My Father’s family gave me the experience of the log cabin in Salem, Maine. When I say log cabin I mean hand-hewn logs notched and fitted on-site, with oakum chinked into the joints and covered with quarter round. It was used mostly (but not solely) as a hunting camp. So, the many years of woodsmanship and hunting came from my Father's side. In my early years I spent more time than anybody I knew slogging through the often-wet Maine woods chasing White-tailed deer. "Slogging" is apt because I was more-often-than-not soaked to the skin while chasing those deer all day long in steady rain or wet snow. This all happened well before GORE-TEX technology appeared. So when I say soaked, I literally mean that oftentimes 100% soaked clothing contacted every square inch of skin. But the woods were so interesting that all I had to do was keep moving. If I stopped, hypothermia would set in. But those days are long gone. Now I love New Mexico. That is becoming another story, maybe a book.
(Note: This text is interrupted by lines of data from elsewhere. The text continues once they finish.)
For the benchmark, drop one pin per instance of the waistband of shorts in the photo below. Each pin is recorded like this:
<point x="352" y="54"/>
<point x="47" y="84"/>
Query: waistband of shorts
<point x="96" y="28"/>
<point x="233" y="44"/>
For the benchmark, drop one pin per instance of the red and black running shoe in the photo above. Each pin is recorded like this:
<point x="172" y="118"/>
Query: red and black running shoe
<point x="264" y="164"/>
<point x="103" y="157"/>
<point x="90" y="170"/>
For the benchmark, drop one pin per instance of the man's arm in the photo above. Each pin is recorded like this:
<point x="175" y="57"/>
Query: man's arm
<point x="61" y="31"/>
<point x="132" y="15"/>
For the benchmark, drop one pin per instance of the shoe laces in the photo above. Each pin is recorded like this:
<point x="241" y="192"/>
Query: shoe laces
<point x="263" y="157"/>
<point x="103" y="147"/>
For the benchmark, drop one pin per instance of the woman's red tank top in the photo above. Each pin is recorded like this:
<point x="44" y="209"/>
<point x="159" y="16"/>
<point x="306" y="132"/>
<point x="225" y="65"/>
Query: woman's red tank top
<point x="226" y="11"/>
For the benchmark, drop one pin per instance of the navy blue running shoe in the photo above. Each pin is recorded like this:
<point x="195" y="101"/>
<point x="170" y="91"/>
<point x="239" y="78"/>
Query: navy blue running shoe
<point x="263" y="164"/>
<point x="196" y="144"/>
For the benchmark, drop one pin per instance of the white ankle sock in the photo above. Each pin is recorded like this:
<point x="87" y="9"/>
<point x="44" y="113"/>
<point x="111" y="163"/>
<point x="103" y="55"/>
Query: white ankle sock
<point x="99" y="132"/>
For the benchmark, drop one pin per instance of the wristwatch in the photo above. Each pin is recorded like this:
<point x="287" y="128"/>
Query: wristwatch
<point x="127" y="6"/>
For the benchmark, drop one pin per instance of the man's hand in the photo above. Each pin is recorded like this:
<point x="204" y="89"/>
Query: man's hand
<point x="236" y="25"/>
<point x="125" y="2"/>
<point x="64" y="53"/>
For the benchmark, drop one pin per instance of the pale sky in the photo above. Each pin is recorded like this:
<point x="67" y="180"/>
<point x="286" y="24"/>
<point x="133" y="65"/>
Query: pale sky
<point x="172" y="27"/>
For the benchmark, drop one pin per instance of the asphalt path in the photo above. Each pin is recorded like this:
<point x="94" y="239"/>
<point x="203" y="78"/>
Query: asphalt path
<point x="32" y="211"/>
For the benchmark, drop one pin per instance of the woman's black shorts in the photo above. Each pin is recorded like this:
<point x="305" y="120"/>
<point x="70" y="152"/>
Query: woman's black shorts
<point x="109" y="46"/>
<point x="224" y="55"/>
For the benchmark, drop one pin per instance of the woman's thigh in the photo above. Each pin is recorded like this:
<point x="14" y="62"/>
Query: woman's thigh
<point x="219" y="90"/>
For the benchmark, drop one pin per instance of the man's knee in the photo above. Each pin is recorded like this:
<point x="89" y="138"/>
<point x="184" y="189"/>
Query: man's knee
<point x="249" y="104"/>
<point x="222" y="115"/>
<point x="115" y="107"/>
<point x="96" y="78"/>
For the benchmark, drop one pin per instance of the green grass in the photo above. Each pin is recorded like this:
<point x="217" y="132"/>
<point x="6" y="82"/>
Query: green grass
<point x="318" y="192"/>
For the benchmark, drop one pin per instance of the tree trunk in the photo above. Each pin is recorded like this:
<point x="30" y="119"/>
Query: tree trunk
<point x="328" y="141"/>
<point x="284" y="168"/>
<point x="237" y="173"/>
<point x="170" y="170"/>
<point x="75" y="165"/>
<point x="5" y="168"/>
My BS degree in Wildlife Management was earned at the University of Maine at Orono. By that time I already had about 10 years in the Maine woods. As a Wildlife Biologist I have supported (and still do) a hunting heritage for all sportsmanlike hunters.....not the ones who enjoy killing for the sake of killing (they are out there alright) or who hunt for the sake of a trophy. Personally I do not enjoy killing things. Love the stalk and the peacefulness of the woods. But the experience of killing an animal during the hunt was traumatic enough to me that I stopped hunting. It's that simple, and I don't regret it a bit. Oh, if you are wondering about my intake of slaughtered, commercially processed animals, yes, it is very limited and has been for decades.
So as it turned out, when Ma and Dad married I would gradually become imprinted with a legacy that will prove to be my strongest interest for the rest of my life. I cannot express how grateful I am for this and pity those millions of kids who never get that chance.
In the 70's I worked as a seasonal Wildlife Technician in northern Maine and in 1974 I bought my first camera (a Minolta SRT 101) and recorded my first image of nature. For the last 29 years I have shot with Nikon, but Canon is just as good. Each system has its pros and cons. I've been a stock photographer with Gamma Liaison International (formerly Getty Images). Agents and sub-agents around the world have purchased "One-Time North American Rights" to the images of nature I have archived since that beginning in 74. As the photographic years passed I found myself enjoying photography for photography, not only recording experiences and sights in nature. Because I love animals I enjoy photographing domestic animals too and recently, people's faces. I have begun to notice some real characters in people's faces.
At one time or another, I have been on almost every square mile of North Maine Woods, with the exception of areas around Jackman. Although I tried with all my heart I was not to become a Wildlife Biologist for Maine's Department of Inland Fish and Wildlife. I blame it on internal politics and competing with advanced degrees. You cannot build a solid, diverse knowledge of nature while you are inside writing for refereed journals and competing with your peers for professional publication. But years later I would spend a lot of time at Travis Caruso’s camp in Chesuncook Village, bringing back those memories of the northern Maine woods.
Eventually I landed a wildlife job in Florida. I spent over 10 years working with Southeastern wildlife in Florida and Georgia (almost exclusively in the field). It was here that I met the people I worked with and built memories with in the wildlife field: Tom Brooks, Mike Brown, Lance McClellan, Mark Robson and Jim Rogers PhD..
While living on the JW Corbett Wildlife Management area I enjoyed a lot of nature photography. My daughter Carie has enjoyed time working "firsthand" with the wildlife I photographed. She could not have gotten that in a classroom and the imprinting lasts a lifetime.
My book on the American alligator is close to appearing as an e-book (I believe). It is done and it is packed with the fascination that is nature.